Disparu en 1985, Frank Herbert aurait eu 100 ans l’an dernier. L’importance qu’il attache à l’écologie, sa vision paradoxale de la religion et les commentaires qu’elles suscitent encore font de lui un penseur clé. Comme son contemporain Edgar Morin, il aura marqué le siècle. Le parallèle entre les deux avait déjà été tenté dans ces colonnes par Michel Jeury il y a presque 40 ans.

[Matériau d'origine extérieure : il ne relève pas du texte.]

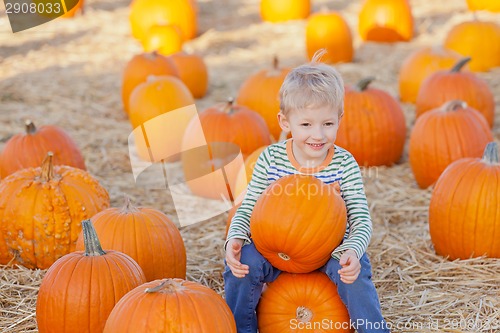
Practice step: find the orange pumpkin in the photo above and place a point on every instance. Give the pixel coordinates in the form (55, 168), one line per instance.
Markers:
(329, 30)
(297, 222)
(146, 13)
(464, 214)
(444, 135)
(192, 71)
(419, 65)
(260, 92)
(41, 210)
(444, 86)
(145, 234)
(139, 68)
(80, 289)
(478, 40)
(386, 21)
(177, 305)
(373, 127)
(284, 10)
(152, 99)
(310, 300)
(29, 149)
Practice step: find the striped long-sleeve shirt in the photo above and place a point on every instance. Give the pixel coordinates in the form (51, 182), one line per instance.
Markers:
(277, 160)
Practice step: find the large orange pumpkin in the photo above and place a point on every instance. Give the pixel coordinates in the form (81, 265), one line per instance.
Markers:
(444, 135)
(139, 68)
(444, 86)
(373, 127)
(171, 305)
(302, 303)
(260, 92)
(146, 13)
(478, 40)
(330, 31)
(29, 149)
(145, 234)
(284, 10)
(297, 222)
(419, 65)
(80, 289)
(41, 210)
(464, 212)
(386, 21)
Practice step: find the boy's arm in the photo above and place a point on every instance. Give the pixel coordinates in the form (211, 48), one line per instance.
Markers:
(240, 224)
(358, 214)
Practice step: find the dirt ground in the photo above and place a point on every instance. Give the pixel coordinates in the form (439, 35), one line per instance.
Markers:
(69, 72)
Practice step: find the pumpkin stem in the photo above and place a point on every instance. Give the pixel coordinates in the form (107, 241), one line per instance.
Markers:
(363, 83)
(92, 245)
(490, 155)
(30, 127)
(460, 64)
(47, 172)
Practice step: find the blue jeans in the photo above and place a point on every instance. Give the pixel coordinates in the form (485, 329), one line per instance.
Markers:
(243, 294)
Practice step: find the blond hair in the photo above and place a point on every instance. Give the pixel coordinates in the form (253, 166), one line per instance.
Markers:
(313, 84)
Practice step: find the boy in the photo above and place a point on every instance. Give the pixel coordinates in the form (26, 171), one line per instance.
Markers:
(311, 103)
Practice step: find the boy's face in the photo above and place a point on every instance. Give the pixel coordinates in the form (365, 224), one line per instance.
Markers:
(314, 131)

Citant Morin qui parlait du "monde qui s’ouvre, incertain, mystérieux, plus shakespearien que newtonien", Jeury avançait l’idée qu’Herbert était peut-être le chantre de ce monde nouveau, marqué du sceau de la complexité, mêlant tragédie et bouffonnerie.
Nombre de publications célèbrent l’homme aujourd’hui, des rééditions, des traductions révisées, des nouveautés. On attendait beaucoup du film de Denis Villeneuve, et c’est l’occasion de relire Dune. Mais Herbert n’est pas l’auteur d’une œuvre unique, cette saga romanesque aux dimensions impressionnantes que l’on ne présente plus. L’ensemble de ses nouvelles paraît en ce moment, deux forts volumes comprenant huit inédits.
Pour la plupart parus en revues, ces textes relèvent souvent du space opera et sont tributaires des codes et clichés de l’époque. L’auteur s’en joue avec humour, proposant une réflexion critique sur le réel et sa perception, appelant la science à faire son autocritique, plaidant pour l’introduction de l’éthique dans une politique probabiliste et ouverte.
Ces textes sont un bréviaire pertinent pour l’époque compliquée que nous vivons. Mais nous ne sommes pas encore des dieux, et le capharnaüm convivial et un peu inquiétant que le lecteur découvrira par exemple sur la planète Amel qui héberge toutes les religions des mondes habités le temps d’une interminable "Trêve œcuménique", est à l’image de notre monde, terrifiant et risible parfois.
Nouvelles, intégrale - Frank Herbert - Traduit de l’anglais sous la direction de Pierre-Paul Durastanti - Le Bélial’ - 2 volumes, 480 et 500 pages - 24,90€ chaque.